1 thought on “Start”

  1. Once I posted links to our website articles in “Practical Deep Adaptation” group on Facebook, Robert Benson commented with certain valuable questions. I decided to quote and address them here, for the benefit of other readers, not wishing to interact with copromedia space.

    Two questions that comes up for me from reading all of this: who/how many is ‘we’ when referring to the founding meeting, etc.?

    As I write it, we have five persons committed to the community, three of which are officially members of the association. One of our goals for 2024 is to increase our numbers to reach a minimum amount of seven, needed to convert the association to a chartered one (with more possibilities, including business activity which is then allowed).

    is this envisioned to be or become a physical community in terms of multiple people/households more or less geo-located together, or only an online (is ‘virtual’ still an appropriate word for such, he wonders aloud) community? If the latter what if anything have you envisioned as common more practical goals – a 1st breakdown of your high-level goals defined at one of your links?
    Along with that, again if online only, how might you see it differing from the DA Forum web presence as it is currently formed for example?

    TePeWu is intended to be a hybrid community, in the sense that evolved during the pandemic. Some of us (currently 2 persons) are running a facility, where our technical equipment is located, along with official seat of the association, and living quarters. The plan is to move to another place mid-2024 (funding permitting) so we can host more people short-to-medium term, run events and extend our workspace (some equipment has to be stored now).
    So, some people will hopefully decide to move in and stay or rotate slowly. Others may be working remotely with occasional visits. There will also be fully remote supporters who may, with time, decide to start their own communities, wherever they live. To weave the network, which is the real power behind our concept.

    Seeing our community as a hands-on R&D instance is probably the most comprehensive perspective. “Solvitur Ambulando” is one part of this attitude. Another is my deep belief that there are no failed experiments, as long as we learn something from them. Following millennia-old tradition, we even have our own historian (Ludka) to keep track of the journey from the day 0. 🙂

    Other groups have tried applying these principles of group organisation and governance over the decades and the failure rate is very high if longevity is any measure (My impression. I am no scholar in this topic.). What have you learned from those attempts, or what is different from your approach that make you feel your chance of success is much greater?

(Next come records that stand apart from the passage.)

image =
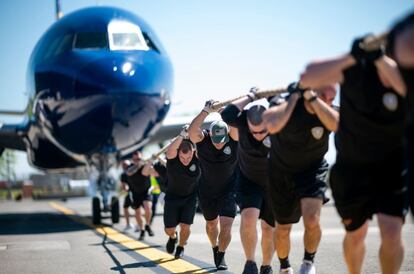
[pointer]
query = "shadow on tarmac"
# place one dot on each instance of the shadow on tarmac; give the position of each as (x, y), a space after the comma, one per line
(37, 223)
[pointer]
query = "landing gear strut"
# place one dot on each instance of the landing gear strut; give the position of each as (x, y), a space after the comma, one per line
(106, 186)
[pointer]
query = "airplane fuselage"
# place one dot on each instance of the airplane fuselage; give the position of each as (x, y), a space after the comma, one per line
(100, 83)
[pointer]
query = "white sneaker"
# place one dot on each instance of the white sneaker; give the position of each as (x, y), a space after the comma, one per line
(307, 267)
(288, 270)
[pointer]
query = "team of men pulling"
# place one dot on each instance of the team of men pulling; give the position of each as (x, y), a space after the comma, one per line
(270, 161)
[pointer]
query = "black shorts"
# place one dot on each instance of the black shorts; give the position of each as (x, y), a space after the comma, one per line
(127, 201)
(137, 199)
(360, 190)
(252, 195)
(223, 206)
(179, 210)
(286, 189)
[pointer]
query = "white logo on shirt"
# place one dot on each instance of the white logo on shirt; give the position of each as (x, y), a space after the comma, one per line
(317, 132)
(390, 101)
(227, 150)
(266, 142)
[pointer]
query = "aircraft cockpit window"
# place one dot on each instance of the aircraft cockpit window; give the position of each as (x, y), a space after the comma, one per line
(91, 40)
(125, 36)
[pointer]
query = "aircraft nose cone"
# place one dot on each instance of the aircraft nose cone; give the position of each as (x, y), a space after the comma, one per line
(111, 75)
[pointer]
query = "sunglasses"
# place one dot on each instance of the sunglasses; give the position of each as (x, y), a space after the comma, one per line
(258, 132)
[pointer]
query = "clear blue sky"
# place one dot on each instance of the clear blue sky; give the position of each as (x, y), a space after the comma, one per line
(218, 48)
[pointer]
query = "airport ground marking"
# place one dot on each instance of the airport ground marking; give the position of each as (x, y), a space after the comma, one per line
(159, 257)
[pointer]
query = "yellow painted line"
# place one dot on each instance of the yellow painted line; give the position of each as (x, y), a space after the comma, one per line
(157, 256)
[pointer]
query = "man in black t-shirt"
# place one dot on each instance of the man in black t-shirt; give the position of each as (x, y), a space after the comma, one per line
(183, 173)
(217, 152)
(253, 148)
(139, 190)
(299, 126)
(124, 186)
(401, 38)
(368, 176)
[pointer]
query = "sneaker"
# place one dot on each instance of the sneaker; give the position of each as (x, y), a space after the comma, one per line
(170, 246)
(221, 262)
(288, 270)
(179, 252)
(266, 269)
(215, 250)
(142, 235)
(128, 227)
(250, 267)
(149, 230)
(307, 267)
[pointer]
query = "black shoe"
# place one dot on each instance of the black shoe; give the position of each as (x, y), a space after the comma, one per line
(179, 252)
(142, 235)
(266, 269)
(250, 267)
(215, 250)
(221, 263)
(149, 230)
(171, 244)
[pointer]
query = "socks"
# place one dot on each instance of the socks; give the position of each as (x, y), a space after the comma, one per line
(284, 263)
(309, 256)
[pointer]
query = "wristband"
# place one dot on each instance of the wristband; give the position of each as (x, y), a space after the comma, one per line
(313, 98)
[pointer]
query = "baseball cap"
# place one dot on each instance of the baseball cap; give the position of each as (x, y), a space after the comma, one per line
(219, 132)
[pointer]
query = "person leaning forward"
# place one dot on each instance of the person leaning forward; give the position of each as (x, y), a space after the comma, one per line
(299, 126)
(217, 152)
(252, 151)
(368, 176)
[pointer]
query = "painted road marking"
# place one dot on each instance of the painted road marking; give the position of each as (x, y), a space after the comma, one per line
(159, 257)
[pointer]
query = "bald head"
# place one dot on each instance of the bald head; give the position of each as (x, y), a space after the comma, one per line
(327, 93)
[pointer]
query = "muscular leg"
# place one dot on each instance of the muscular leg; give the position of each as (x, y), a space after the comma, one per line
(248, 231)
(267, 243)
(282, 239)
(225, 232)
(391, 252)
(147, 208)
(354, 248)
(184, 234)
(212, 231)
(170, 231)
(138, 217)
(311, 211)
(126, 215)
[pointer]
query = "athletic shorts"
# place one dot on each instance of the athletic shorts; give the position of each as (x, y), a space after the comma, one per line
(286, 189)
(137, 199)
(127, 201)
(179, 210)
(252, 195)
(360, 190)
(223, 206)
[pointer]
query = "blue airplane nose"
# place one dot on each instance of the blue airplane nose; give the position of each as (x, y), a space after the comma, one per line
(142, 73)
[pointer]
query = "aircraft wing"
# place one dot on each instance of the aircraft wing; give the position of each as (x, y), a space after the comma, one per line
(10, 137)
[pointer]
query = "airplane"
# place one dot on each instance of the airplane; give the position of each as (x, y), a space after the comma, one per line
(99, 84)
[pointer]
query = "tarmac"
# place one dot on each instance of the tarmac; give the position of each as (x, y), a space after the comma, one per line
(58, 237)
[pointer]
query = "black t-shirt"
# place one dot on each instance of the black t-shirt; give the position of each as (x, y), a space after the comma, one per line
(162, 172)
(182, 180)
(217, 165)
(371, 123)
(138, 183)
(302, 143)
(123, 178)
(408, 76)
(252, 154)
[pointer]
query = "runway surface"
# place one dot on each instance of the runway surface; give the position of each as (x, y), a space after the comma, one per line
(58, 237)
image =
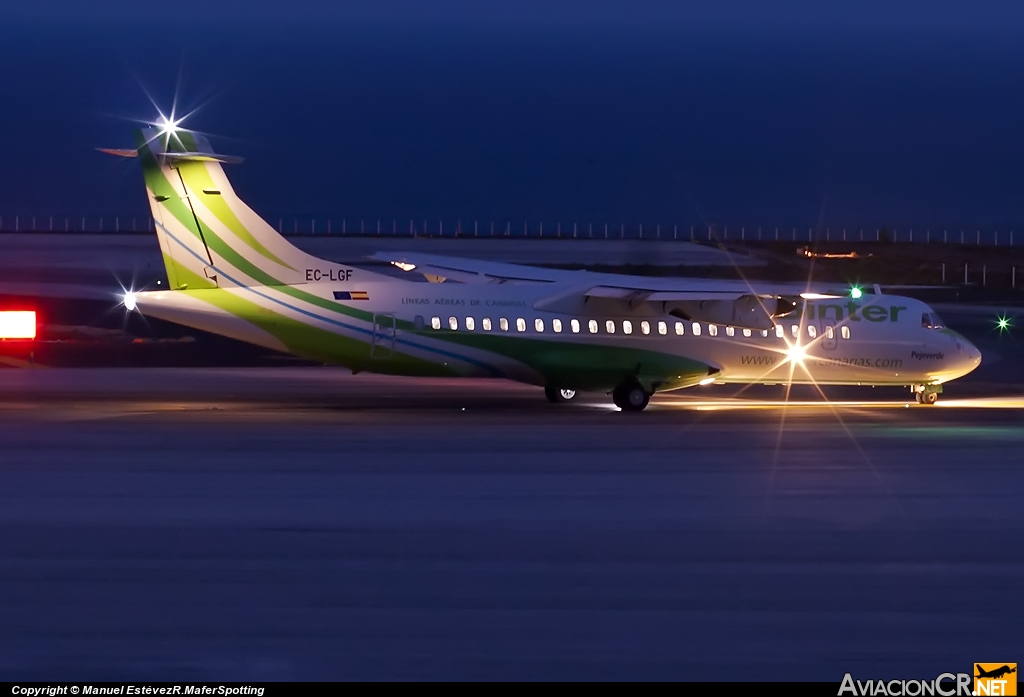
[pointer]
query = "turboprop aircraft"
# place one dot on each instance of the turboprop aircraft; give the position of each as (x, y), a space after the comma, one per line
(231, 273)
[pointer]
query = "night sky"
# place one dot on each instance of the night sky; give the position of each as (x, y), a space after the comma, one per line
(727, 113)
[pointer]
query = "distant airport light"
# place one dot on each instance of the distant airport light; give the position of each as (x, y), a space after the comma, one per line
(17, 324)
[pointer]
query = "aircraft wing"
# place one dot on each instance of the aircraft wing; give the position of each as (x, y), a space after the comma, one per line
(472, 271)
(611, 286)
(737, 303)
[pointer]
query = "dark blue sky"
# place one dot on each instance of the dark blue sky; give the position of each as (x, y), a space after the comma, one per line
(731, 113)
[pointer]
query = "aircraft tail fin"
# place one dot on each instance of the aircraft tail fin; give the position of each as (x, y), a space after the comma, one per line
(209, 237)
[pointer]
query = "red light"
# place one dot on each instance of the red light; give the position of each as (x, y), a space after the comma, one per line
(17, 324)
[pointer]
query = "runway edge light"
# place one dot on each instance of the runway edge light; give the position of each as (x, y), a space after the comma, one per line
(17, 324)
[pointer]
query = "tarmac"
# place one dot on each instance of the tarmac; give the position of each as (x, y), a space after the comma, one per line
(302, 523)
(255, 524)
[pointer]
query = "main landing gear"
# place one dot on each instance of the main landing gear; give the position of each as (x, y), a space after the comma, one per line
(926, 394)
(631, 397)
(558, 396)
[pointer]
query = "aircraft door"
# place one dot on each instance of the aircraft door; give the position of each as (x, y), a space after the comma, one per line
(828, 332)
(382, 345)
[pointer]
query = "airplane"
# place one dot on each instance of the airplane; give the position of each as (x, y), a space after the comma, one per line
(230, 273)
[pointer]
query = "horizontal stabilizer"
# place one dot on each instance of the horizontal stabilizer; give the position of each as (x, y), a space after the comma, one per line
(201, 157)
(120, 151)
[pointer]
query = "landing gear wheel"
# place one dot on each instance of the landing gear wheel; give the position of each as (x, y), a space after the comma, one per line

    In the Old Village forum I wrote once:

    When industrial civilisation, along with a vast multitude of sentient beings, dies – transforming the Earth into a planet unfit for our lives – we face fear and despair. We believe that anarchy – liberation from power imposed by violence – has the energy and depth to provide us, and those who come after us, with a compass and a map to survive the Great Extinction (if any humans survive it).

    To this end, we turn away from the noise and chaos of big-city anarchism that has wounded, drained energy and discouraged so many of us. We look away, towards the end of the world. Where the birds turn back and the dogs bark through their asses, and no one ‘does’ anarchism. We will envision it – and then put it into action.

    We are not heroic persons. We are persons wounded and many times wandering, but still full of hope and desperation in the pursuit of goodness, beauty and freedom. We are incapable of giving up.

    We learned (individually and collectively) that our personal (and interpersonal) dynamics is the key. Apart from straight malice (which we hope to filter out at the “front door”) the greatest threat lays in coping mechanisms each of us developed to survive various traumas. Long-lasting communities put a lot of time and effort to manage this aspect. That is why we included Social Permaculture as a prominent aspect of or praxis.